Она немного помолчала смотря в землю. Потом подняла взгляд и мы пошли дальше.
– Я ведь видела, что ты устроил там, в Новента. Меня должны были сжечь. Я была пятой, после той рыжей. Но ты не полез спасать меня. Спас только ту девчонку. Я не осуждаю, нет. Ты и не знал обо мне. Просто... Там были сотни человек. Я видела как ты их рубил, резал на куски... А потом добивал ещё шевелящихся, ещё живых. Женщины, дети, старики, все, кто там были. Ты убил всех, кто не смог убежать...
Я остановился. Повернулся к ней. Взгляд — прямой, без выражения.
– Не все.
– Что?
– Кто смог встать и уйти — остались живы. Кто молился, прятался, ныл — сгорели. Это не моя война. Я не спаситель.
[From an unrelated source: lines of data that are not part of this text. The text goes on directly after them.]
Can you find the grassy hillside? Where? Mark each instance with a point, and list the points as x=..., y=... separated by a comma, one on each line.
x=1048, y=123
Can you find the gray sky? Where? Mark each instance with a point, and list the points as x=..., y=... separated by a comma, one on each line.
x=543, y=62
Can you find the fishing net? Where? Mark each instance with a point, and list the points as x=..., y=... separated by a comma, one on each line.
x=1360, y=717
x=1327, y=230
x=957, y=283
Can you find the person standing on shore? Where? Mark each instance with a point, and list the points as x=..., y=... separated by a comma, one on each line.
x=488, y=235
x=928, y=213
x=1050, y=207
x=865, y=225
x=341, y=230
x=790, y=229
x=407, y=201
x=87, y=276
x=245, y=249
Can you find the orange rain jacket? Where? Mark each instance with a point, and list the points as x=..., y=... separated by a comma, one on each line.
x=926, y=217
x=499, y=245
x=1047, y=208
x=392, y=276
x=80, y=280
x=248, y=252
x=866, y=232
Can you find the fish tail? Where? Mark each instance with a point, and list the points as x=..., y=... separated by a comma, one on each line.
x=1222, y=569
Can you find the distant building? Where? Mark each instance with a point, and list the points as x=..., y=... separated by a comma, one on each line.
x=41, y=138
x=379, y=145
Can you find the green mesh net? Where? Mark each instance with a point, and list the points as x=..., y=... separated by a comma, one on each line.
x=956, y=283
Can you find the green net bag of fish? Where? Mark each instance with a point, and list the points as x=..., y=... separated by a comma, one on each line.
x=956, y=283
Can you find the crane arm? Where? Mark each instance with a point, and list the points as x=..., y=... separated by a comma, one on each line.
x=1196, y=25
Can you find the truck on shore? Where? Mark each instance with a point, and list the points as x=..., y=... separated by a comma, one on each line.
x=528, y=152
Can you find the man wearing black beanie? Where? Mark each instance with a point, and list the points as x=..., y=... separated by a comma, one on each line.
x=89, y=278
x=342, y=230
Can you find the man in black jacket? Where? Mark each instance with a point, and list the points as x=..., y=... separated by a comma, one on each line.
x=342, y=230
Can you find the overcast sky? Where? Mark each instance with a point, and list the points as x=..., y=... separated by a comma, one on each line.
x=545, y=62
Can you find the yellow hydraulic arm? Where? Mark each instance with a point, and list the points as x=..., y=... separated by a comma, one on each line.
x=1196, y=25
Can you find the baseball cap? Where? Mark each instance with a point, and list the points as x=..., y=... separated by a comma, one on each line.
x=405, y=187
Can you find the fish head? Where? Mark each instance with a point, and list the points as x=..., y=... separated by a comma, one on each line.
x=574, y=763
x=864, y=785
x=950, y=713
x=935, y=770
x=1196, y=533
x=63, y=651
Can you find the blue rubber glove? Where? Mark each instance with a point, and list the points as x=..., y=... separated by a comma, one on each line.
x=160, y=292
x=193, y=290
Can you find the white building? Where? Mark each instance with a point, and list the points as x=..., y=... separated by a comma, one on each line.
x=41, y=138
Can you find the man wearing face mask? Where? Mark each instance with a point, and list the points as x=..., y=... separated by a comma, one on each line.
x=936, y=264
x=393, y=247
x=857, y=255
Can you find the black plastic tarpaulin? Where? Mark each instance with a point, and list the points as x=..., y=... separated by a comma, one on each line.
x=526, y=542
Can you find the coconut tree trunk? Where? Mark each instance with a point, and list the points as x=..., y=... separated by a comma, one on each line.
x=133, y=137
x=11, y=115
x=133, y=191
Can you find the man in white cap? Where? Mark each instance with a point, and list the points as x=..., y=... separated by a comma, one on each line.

– Но ты их убивал. Ты устроил бойню. Геноцид. Без колебаний.
– Они были мертвы с того дня, как начали служить той твари. Они не молились. Они принимали. Церковь не была приютом. Она была ульем. Там не было женщин и детей. Были гниды. Носители. Свечи. Яркие, пульсирующие. И если бы я ушёл — через время они бы вышли в город, а потом и в мир. Все.
Она молчала. Только дыхание стало глубже. Смотрела не на меня — в сторону.
– Мне плевать, что ты думаешь. Я не герой. Не воин света. Я мясник. Когда надо — я режу. Быстро, глубоко и до тишины. Потому что если не я — то никто.
– И всё?
– Этого достаточно.
Мы свернули на тихую улицу. Тут было меньше людей. Больше окон. Один дом явно жилой — бельё на балконе, проволока под ступенями. Видно — укрепляли. У другой стены — граффити. Кривые буквы: "VIVIAMO ANCORA". Мы ещё живы.
– Звучит гордо, – сказала она.
– Звучит обречённо.
– Это одно и то же?
– Иногда — да.
Впереди — снова шум. Кто-то переругивался через дорогу. Видимо, спорили о цене. Мужик в жилете толкал женщину, она не отступала. Подошёл карабинер, схватил обоих за плечи и развёл в стороны. Грубо, но без насилия. Люди смотрели — и отворачивались. Привычка.
– Не вмешиваемся? – спросила Лаура.
– Нет. Здесь свои правила.
– Понятно.
Мы обогнули площадь. Там стояли грузовики. На кузовах — флаг штаба. Водители курили, кто-то чинил подвеску. Я заметил карту на капоте одной из машин — крупную, с отмеченными зонами. Красные — заражённые. Жёлтые — нестабильные. Зелёных почти не было.
– Нам туда, – сказал я, кивая в сторону окраины.
– Уже?
– Пока есть силы. А вечером — металл.
– И мне плиту?
– F ранг. Целых две!
– Спасибо...
Она не улыбалась. Просто кивнула.
Город жил. Но каждый шаг был хрупким. Каждый день — на острие. И всё же — жили. Потому что другого выбора не было.